The White House issued a written statement yesterday afternoon, describing the official rationale for Donald Trump's decision to revoke former CIA Director John Brennan's security clearance. It's ostensibly from the president himself -- it's written in the first person -- and it lists a litany of concerns about the former CIA chief, characterizing him as an erratic liar who makes outrageous allegations online and on television.

There's no shortage of problems with Trump targeting one of his perceived enemies like this, but complicating matters is the fact that the official explanation is apparently incomplete. The president added an additional explanation for yesterday's announcement in an interview with the Wall Street Journal.

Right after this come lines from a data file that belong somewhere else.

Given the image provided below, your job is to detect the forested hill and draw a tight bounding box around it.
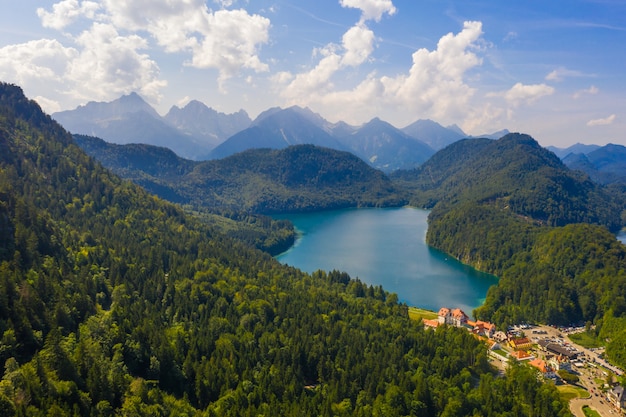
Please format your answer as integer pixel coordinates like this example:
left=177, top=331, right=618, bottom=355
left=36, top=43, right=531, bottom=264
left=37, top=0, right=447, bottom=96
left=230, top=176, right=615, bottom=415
left=390, top=133, right=623, bottom=231
left=75, top=135, right=407, bottom=214
left=0, top=80, right=568, bottom=416
left=395, top=134, right=626, bottom=367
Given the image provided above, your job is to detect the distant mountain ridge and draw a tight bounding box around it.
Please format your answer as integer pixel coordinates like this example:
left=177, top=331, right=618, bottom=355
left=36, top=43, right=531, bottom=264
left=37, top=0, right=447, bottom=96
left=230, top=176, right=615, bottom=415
left=164, top=100, right=252, bottom=147
left=562, top=143, right=626, bottom=184
left=53, top=93, right=508, bottom=172
left=52, top=93, right=250, bottom=159
left=74, top=135, right=407, bottom=214
left=209, top=106, right=435, bottom=172
left=546, top=143, right=600, bottom=159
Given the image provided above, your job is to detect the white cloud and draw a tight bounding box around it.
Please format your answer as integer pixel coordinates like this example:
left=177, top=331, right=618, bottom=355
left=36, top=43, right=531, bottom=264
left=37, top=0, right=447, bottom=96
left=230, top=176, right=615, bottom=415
left=213, top=0, right=236, bottom=8
left=572, top=85, right=600, bottom=99
left=272, top=17, right=375, bottom=103
left=66, top=23, right=167, bottom=101
left=381, top=22, right=482, bottom=118
left=502, top=83, right=554, bottom=107
left=37, top=0, right=100, bottom=30
left=191, top=10, right=270, bottom=78
left=339, top=0, right=396, bottom=22
left=587, top=114, right=616, bottom=127
left=546, top=67, right=585, bottom=81
left=274, top=22, right=482, bottom=123
left=104, top=0, right=270, bottom=81
left=0, top=39, right=78, bottom=85
left=0, top=23, right=166, bottom=105
left=34, top=96, right=62, bottom=114
left=341, top=24, right=374, bottom=66
left=28, top=0, right=270, bottom=99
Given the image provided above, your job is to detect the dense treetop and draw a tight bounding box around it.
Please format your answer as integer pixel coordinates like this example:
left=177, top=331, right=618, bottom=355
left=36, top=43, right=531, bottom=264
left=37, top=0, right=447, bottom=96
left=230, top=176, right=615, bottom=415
left=75, top=136, right=406, bottom=214
left=0, top=84, right=568, bottom=416
left=394, top=134, right=626, bottom=367
left=396, top=133, right=624, bottom=231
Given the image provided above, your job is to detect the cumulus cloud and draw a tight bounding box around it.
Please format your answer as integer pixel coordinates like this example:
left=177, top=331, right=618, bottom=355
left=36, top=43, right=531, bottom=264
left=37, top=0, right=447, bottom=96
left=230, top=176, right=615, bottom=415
left=381, top=22, right=482, bottom=117
left=546, top=67, right=585, bottom=81
left=275, top=22, right=482, bottom=122
left=0, top=39, right=79, bottom=85
left=272, top=13, right=376, bottom=103
left=29, top=0, right=270, bottom=99
left=503, top=83, right=554, bottom=107
left=587, top=114, right=616, bottom=127
left=37, top=0, right=100, bottom=30
left=339, top=0, right=396, bottom=22
left=0, top=23, right=166, bottom=106
left=67, top=23, right=166, bottom=101
left=572, top=85, right=600, bottom=99
left=341, top=24, right=374, bottom=66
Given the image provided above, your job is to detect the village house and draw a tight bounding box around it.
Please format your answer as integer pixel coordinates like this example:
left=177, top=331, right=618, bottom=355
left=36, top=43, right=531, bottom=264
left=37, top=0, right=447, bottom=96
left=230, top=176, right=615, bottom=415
left=548, top=355, right=572, bottom=372
left=528, top=358, right=556, bottom=379
left=422, top=319, right=440, bottom=329
left=451, top=308, right=469, bottom=327
left=437, top=307, right=452, bottom=324
left=509, top=350, right=535, bottom=362
left=607, top=385, right=626, bottom=409
left=509, top=337, right=533, bottom=350
left=466, top=320, right=496, bottom=339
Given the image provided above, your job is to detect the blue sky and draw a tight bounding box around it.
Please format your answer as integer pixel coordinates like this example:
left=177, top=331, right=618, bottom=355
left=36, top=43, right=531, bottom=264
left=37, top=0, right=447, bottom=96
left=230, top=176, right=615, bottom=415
left=0, top=0, right=626, bottom=147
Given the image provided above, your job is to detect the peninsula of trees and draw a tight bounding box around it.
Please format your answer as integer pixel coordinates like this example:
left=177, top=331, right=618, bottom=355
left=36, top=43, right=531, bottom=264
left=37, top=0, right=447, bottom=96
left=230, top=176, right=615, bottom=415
left=0, top=84, right=568, bottom=416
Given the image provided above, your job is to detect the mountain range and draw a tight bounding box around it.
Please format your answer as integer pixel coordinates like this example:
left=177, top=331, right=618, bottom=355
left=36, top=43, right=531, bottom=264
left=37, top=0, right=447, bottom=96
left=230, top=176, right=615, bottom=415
left=52, top=93, right=508, bottom=172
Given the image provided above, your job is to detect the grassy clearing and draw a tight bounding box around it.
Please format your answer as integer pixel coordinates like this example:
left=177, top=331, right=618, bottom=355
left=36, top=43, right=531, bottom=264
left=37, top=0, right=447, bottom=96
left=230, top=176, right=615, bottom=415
left=556, top=385, right=590, bottom=401
left=568, top=332, right=603, bottom=349
left=409, top=307, right=437, bottom=321
left=583, top=405, right=602, bottom=417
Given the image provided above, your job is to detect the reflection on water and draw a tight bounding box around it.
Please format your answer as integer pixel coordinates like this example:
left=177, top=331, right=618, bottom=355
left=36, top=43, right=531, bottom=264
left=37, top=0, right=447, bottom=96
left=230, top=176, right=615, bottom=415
left=277, top=208, right=497, bottom=314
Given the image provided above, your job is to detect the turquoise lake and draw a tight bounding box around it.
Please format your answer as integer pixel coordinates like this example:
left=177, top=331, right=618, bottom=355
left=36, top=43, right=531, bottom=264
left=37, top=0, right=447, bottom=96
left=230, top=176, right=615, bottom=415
left=277, top=207, right=498, bottom=315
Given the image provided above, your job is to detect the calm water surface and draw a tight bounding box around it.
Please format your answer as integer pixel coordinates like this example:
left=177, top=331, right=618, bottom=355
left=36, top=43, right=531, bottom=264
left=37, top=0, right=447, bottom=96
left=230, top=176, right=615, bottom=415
left=277, top=208, right=497, bottom=315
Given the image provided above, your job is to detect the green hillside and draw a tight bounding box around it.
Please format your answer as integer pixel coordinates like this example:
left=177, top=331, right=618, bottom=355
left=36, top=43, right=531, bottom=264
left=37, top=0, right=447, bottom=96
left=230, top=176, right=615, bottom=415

In an interview Wednesday, Mr. Trump cited Mr. Brennan as among those he held responsible for the investigation, which also is looking into whether there was collusion between the Trump campaign and the Kremlin. Mr. Trump has denied collusion, and Russia has denied interfering.

Mr. Brennan was director of the Central Intelligence Agency in the Democratic administration of former President Obama and one of those who presented evidence to Mr. Trump shortly before his inauguration that Russia had interfered in the 2016 election.

"I call it the rigged witch hunt, [it] is a sham," Mr. Trump said in an interview. "And these people led it!"

He added: "So I think it's something that had to be done."

Oh. So the official explanation is that the president believes Brennan is an unhinged ideologue, but the explanation from Trump himself is that Brennan is connected to the investigation into the Russia scandal -- which in the president's mind, means he must be punished.